Iedereen die goed bij zijn hoofd is, luistert elke zondagochtend naar Vroege Vogels. Wat niet wil zeggen dat iedereen die elke zondagochtend naar Vroege Vogels luistert goed bij zijn hoofd is.
Zo kun je een column beginnen.
Maar het kan ook anders. Beginnen is helemaal niet moeilijk. Ergens mee ophouden, weet elke drinker, dat is de kunst. Toch staat eindigen lang niet zo in aanzien als beginnen. Een opening is meestal reden tot feestje. Of het nu een weg, een tentoonstelling, een fabriek of een maagd is die geopend wordt, er wapperen vlaggen, lekkernijen worden rondgedeeld, Gerard Joling zingt. Voor zoiets onnozels als het openen van een snelweg komt Hare Majesteit grif met haar schaar. Maar wie sluit hem weer?
Er wordt in dit land meer geopend dan gedicht. Daar komt narigheid van; het is de bron van heel het milieuprobleem. Je zou op zijn minst twee koninginnen moeten hebben: één voor het openen en één om het zaakje vervolgens op tijd weer te sluiten.
Of neem een nieuw kabinet. Je houdt je hart vast bij de gedachte waar dit weer allemaal aan zal beginnen. Reken maar dat de mouwen weer worden opgestroopt, de schouders er ondergezet, de zaken grondig aangepakt. Het is mijn favoriete nachtmerrie. Want wie moet dat straks allemaal weer opruimen? Trekken ze een miljard uit voor minder milieu, besteden ze ook een miljard aan meer verkeer. Dat is voor twee miljard narigheid. Ik zou er niet aan beginnen. Wie goed bij zijn hoofd is, houdt liever ergens mee op. Wie niet van ophouden weet, is niet goed bij zijn hoofd. Voorbeelden zijn Balkenende 4, Balkenende 5 en Balkenende 6. Hou de handen nu eens in de mouwen. Niets doen is de beste vorm van energiebesparing. Een volk dat aan dadendrang dreigt te bezwijken heeft behoefte aan achtervarendheid.

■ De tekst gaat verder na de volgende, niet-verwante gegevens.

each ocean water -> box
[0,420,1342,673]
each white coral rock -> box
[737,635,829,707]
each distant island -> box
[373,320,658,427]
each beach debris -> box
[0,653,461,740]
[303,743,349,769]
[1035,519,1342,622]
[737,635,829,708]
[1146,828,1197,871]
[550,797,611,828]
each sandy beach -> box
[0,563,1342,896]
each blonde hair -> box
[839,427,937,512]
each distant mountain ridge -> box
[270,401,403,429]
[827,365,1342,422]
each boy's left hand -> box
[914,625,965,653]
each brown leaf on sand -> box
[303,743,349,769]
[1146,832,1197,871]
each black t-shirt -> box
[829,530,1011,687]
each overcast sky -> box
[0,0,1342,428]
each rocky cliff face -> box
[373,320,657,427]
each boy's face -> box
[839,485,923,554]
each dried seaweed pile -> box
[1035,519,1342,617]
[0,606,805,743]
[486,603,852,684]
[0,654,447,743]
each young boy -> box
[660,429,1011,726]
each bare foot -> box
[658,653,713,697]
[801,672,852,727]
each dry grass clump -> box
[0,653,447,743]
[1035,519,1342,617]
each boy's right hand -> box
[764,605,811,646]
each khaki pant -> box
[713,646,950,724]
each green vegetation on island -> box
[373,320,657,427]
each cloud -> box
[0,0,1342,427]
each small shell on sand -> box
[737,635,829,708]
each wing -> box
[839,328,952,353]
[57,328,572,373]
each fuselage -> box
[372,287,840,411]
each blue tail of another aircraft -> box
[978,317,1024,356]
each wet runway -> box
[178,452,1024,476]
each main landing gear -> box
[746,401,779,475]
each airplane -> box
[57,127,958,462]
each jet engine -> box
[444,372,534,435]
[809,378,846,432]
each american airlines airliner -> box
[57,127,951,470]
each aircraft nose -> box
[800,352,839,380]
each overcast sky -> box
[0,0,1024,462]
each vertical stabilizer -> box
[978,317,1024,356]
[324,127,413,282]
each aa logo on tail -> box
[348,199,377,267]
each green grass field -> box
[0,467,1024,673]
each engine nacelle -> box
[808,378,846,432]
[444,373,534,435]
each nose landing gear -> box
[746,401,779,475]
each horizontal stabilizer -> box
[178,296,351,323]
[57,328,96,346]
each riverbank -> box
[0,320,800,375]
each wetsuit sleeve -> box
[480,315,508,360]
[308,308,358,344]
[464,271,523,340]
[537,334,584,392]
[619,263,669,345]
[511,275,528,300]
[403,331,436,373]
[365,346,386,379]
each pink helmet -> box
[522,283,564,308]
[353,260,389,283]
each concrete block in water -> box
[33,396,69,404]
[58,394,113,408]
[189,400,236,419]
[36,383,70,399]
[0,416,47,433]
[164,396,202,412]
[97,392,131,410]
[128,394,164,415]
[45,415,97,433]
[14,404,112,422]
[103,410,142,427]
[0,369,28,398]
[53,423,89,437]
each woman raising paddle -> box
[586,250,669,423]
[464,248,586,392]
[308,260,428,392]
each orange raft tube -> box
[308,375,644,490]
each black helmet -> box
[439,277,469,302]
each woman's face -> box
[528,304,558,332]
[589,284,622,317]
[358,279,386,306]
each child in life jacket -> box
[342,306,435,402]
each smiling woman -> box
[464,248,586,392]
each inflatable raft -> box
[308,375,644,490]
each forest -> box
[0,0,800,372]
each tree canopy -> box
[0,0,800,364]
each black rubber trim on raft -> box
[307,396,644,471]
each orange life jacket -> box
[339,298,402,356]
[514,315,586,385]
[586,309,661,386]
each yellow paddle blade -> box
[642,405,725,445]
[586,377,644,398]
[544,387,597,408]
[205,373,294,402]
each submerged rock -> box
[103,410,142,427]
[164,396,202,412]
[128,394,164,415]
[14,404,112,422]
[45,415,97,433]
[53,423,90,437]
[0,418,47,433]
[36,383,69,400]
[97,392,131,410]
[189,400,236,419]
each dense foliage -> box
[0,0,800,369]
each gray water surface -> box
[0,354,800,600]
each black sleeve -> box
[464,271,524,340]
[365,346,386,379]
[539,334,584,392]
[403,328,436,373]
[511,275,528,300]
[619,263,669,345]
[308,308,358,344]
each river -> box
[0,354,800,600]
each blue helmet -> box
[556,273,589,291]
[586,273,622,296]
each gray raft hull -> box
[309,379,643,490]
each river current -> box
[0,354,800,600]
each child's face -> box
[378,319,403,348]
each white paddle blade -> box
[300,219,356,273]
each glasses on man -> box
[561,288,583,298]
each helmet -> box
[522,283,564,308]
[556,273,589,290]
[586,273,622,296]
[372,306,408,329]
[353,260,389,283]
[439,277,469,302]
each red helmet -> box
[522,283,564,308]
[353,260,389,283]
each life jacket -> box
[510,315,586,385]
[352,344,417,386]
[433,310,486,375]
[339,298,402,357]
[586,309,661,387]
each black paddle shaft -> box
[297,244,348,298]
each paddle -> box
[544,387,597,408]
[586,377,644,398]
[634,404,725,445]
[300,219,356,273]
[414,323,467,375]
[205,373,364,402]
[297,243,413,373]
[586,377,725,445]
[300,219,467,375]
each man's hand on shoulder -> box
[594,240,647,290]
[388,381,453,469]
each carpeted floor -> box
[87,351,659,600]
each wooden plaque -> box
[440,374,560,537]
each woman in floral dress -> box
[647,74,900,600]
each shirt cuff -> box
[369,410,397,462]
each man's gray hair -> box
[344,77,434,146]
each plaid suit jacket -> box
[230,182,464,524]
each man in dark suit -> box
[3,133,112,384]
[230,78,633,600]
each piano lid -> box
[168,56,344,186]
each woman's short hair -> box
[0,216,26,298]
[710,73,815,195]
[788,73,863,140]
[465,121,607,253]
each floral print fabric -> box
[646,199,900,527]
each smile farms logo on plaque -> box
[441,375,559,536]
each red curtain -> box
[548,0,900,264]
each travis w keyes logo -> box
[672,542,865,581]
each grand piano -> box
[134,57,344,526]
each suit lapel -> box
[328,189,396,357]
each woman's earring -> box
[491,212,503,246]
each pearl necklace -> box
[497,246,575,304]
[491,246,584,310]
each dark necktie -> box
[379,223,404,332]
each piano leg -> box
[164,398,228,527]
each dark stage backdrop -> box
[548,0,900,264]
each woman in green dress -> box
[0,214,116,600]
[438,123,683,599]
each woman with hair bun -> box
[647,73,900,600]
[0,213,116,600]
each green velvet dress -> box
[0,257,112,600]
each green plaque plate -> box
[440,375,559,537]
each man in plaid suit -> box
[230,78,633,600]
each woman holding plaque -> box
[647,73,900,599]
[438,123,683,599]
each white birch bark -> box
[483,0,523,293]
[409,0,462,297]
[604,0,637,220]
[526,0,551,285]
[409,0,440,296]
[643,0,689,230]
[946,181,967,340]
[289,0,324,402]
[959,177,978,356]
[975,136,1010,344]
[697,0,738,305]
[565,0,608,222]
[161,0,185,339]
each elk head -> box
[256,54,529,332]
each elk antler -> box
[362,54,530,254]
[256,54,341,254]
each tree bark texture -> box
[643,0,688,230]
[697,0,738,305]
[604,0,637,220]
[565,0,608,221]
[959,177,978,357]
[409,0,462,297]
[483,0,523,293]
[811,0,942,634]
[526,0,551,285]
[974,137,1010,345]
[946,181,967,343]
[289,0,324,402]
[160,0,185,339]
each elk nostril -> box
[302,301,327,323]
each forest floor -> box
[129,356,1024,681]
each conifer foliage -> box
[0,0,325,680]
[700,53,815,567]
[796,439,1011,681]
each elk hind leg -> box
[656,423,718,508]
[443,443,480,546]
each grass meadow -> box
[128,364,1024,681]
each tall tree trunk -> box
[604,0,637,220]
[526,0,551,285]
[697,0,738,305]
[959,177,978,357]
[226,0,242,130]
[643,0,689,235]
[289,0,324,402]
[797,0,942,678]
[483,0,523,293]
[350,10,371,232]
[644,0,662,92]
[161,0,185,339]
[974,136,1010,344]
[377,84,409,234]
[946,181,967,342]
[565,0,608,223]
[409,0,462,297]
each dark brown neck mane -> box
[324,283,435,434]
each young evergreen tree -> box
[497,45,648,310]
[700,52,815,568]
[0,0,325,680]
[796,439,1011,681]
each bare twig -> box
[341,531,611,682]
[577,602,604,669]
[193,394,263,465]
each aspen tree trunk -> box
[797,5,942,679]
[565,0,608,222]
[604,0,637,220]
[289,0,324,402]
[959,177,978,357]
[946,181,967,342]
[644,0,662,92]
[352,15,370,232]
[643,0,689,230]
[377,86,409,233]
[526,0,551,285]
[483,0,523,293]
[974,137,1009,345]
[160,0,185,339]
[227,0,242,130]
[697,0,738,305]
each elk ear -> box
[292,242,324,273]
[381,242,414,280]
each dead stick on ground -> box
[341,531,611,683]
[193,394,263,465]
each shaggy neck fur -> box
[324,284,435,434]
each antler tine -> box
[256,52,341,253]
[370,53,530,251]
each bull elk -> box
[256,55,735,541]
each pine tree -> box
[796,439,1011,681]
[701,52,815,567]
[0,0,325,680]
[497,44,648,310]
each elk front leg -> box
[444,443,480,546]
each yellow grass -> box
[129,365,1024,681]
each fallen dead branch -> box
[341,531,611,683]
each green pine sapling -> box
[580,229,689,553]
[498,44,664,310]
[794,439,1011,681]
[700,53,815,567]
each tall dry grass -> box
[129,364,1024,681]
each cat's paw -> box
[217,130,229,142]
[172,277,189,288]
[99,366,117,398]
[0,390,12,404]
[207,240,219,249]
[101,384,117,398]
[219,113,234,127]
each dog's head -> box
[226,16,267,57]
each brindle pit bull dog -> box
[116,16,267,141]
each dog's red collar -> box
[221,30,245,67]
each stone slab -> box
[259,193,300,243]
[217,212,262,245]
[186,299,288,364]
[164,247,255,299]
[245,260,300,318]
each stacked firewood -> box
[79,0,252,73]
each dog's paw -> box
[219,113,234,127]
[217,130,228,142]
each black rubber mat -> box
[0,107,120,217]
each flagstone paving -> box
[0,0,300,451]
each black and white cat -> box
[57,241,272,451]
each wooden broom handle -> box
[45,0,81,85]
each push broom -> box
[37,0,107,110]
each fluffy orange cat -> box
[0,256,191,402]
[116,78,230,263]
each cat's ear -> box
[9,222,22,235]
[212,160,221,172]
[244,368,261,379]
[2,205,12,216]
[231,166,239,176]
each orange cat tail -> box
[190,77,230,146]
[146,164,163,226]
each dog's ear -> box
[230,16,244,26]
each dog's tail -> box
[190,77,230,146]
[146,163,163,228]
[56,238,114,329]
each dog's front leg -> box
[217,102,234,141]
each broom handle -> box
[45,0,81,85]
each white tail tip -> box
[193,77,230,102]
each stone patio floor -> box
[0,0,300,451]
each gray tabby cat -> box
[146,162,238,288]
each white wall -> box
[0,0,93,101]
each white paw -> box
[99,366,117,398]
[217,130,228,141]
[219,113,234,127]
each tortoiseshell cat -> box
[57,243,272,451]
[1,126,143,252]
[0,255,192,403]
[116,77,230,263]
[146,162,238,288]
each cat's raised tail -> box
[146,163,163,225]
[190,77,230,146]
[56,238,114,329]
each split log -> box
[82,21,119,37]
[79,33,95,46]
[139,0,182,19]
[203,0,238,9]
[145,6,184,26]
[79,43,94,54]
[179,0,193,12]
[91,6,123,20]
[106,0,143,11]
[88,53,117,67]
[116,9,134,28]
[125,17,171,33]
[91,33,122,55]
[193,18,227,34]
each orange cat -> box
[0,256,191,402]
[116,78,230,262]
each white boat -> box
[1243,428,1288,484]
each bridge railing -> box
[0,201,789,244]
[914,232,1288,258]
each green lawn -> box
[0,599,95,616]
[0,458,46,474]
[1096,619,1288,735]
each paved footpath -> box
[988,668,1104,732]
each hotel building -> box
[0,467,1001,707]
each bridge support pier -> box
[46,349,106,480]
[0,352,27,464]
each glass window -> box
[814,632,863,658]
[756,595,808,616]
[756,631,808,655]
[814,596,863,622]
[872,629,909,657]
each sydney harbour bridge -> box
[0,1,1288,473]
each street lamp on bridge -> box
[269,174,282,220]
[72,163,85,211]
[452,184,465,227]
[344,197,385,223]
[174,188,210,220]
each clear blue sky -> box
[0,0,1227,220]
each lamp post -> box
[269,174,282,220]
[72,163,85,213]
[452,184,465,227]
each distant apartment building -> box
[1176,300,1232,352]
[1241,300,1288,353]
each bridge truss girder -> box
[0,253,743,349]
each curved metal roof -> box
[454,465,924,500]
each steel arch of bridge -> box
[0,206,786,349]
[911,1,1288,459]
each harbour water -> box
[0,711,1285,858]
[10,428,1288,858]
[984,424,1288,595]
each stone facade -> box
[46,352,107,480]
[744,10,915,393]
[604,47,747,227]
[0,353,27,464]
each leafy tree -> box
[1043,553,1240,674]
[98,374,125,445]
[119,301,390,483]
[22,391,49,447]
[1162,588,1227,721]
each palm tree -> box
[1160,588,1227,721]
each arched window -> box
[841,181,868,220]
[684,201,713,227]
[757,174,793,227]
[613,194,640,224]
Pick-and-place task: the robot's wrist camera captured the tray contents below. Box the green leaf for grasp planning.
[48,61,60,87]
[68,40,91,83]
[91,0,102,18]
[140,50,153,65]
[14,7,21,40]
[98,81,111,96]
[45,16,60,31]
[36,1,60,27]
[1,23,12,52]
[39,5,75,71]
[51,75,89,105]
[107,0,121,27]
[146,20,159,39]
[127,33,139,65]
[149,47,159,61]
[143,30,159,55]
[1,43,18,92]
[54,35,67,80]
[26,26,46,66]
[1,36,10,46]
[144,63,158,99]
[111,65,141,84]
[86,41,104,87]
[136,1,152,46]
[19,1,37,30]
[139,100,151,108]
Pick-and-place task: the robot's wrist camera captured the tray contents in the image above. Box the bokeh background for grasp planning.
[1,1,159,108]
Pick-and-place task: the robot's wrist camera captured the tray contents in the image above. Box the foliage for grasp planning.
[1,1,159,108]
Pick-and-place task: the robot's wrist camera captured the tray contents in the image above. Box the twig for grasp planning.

Om aan het beëindigen te beginnen, zou alles best eens iets korter kunnen. In de letteren wordt hierom al langer gevraagd. ‘Gorter, Gorter,’ was volgens Ivo de Wijs de wanhopige reactie op het gedicht de Mei, ‘korter, korter!’ Is de eerste eis die je aan goede soep mag stellen dat hij heet is, een gedicht moet vooral kort zijn. Dat geldt zeker voor de muzikale versie, het lied. Toen de langspeelplaat werd uitgevonden, werden de nummers heus niet langer. Er gingen gewoon meer liedjes op een plaat. ‘Album’ heet de moderne versie dan ook. Je moet aan het begin van een liedje het eind al kunnen ruiken.
Sommige columnisten hebben er na een kwart eeuw nog geen punt aan weten te draaien. Dat kan niet goed zijn. Alles wat een aanvang heeft, moet een eind hebben, anders is er geen beginnen aan. Tot voor kort had een radioprogramma als Vroege Vogels dichters is dienst om de mensen tijdig de mond te sluiten. Maar waar zijn Ivo en Frank nu ik ze nodig heb? Zelf kan ik niet dichten. Vandaar dat ik tot slot graag de regels aanhaal die ik ooit op een zondagochtend op het lege kussen naast mij aantrof:
Het is zo licht en al zo laat;
Ik geloof dat ik maar gaat.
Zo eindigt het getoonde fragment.